Braxton, who declined to make the memo available, said it alerted employees that the bank was undergoing 'an assessment' of the idea. She wouldn’t say how many jobs may be moved.
In the meantime, the BBC reports that former BayernLB banker Gerhard Gribkowsky has admitted taking $44m in bribes from Formula 1 President Bernie Ecclestone at a trial in Germany.
Gribkowsky was speaking seven months after Ecclestone gave testimony to the Munich court under immunity.
Ecclestone said he had paid Gribkowsky to avoid a UK tax inquiry into the sale of Formula 1 in 2006, but denied the payments were bribes.
And Bloomberg also reports that Sumitomo Mitsui Financial Group’s lending unit has fired a senior banker amid a government investigation into insider trading, two people with knowledge of the matter said.
The Securities and Exchange Surveillance Commission is considering asking prosecutors to pursue a criminal case over the trades, said three people, who asked not to be identified because the investigation isn’t public.
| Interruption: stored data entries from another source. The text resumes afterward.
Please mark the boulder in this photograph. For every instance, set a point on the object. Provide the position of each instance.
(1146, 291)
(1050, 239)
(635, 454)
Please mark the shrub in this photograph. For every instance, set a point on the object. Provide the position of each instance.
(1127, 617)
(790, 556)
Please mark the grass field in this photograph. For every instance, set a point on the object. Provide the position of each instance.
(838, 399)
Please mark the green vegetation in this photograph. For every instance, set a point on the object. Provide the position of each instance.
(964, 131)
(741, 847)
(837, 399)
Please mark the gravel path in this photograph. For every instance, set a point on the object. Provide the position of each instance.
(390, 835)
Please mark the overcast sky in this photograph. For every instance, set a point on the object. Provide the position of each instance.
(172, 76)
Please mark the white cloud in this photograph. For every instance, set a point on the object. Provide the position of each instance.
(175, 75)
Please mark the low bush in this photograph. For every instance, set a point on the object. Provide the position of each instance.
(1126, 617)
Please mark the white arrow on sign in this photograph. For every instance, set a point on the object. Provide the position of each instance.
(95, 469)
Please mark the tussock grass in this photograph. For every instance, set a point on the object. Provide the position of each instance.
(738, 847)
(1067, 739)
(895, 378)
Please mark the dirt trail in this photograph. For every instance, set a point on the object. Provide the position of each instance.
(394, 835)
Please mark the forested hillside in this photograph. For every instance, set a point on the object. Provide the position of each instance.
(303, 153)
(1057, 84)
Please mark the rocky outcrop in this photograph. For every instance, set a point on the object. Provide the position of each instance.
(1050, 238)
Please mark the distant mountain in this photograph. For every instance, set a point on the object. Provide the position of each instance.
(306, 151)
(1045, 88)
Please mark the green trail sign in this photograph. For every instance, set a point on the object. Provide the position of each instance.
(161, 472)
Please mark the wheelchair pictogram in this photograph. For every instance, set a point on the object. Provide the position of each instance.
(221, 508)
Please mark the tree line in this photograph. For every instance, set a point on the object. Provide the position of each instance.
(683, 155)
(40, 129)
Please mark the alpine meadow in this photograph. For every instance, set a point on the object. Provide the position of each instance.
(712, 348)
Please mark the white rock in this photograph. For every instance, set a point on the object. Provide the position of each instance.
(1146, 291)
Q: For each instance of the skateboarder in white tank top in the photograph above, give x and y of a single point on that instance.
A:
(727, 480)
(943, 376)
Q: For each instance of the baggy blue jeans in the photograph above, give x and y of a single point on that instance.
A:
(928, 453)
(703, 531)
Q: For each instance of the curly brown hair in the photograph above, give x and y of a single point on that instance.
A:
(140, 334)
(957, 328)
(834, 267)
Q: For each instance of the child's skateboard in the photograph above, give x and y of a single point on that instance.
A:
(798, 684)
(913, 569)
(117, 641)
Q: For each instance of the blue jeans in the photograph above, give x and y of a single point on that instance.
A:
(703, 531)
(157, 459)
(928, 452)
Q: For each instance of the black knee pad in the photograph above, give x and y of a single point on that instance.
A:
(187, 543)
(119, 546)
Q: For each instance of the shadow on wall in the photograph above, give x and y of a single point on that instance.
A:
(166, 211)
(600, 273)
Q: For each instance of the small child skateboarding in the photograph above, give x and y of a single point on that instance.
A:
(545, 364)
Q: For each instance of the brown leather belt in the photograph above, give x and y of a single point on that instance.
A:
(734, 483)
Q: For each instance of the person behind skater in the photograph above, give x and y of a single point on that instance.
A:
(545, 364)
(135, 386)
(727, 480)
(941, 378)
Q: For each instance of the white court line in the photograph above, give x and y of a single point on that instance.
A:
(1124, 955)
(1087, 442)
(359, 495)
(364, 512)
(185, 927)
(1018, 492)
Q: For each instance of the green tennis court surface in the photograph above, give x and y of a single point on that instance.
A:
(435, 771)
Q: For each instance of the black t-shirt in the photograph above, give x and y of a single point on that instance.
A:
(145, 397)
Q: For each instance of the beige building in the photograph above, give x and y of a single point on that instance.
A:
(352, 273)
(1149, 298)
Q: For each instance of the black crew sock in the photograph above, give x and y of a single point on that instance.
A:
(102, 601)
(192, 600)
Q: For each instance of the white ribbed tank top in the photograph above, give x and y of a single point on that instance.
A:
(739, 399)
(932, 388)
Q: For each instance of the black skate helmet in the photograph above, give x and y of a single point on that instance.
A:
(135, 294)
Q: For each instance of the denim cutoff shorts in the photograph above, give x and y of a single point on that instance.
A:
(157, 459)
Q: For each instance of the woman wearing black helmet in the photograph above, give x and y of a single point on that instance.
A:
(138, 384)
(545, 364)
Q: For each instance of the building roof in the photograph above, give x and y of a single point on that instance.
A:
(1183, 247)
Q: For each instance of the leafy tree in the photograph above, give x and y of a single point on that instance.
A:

The person hasn’t been accused of wrongdoing.
Finally, Reuters reports that hedge fund manager Steven Cohen was recently deposed by U.S. Securities and Exchange Commission investigators over whether he made certain illegal trades based on inside information, Bloomberg reported, citing people familiar with the matter.
Federal prosecutors and regulators have been investigating allegations of improper trading at SAC Capital, Cohen's hedge fund firm, since at least 2007, and U.S. authorities have implicated or charged four people with engaging in insider trading while working at SAC Capital in the last two years.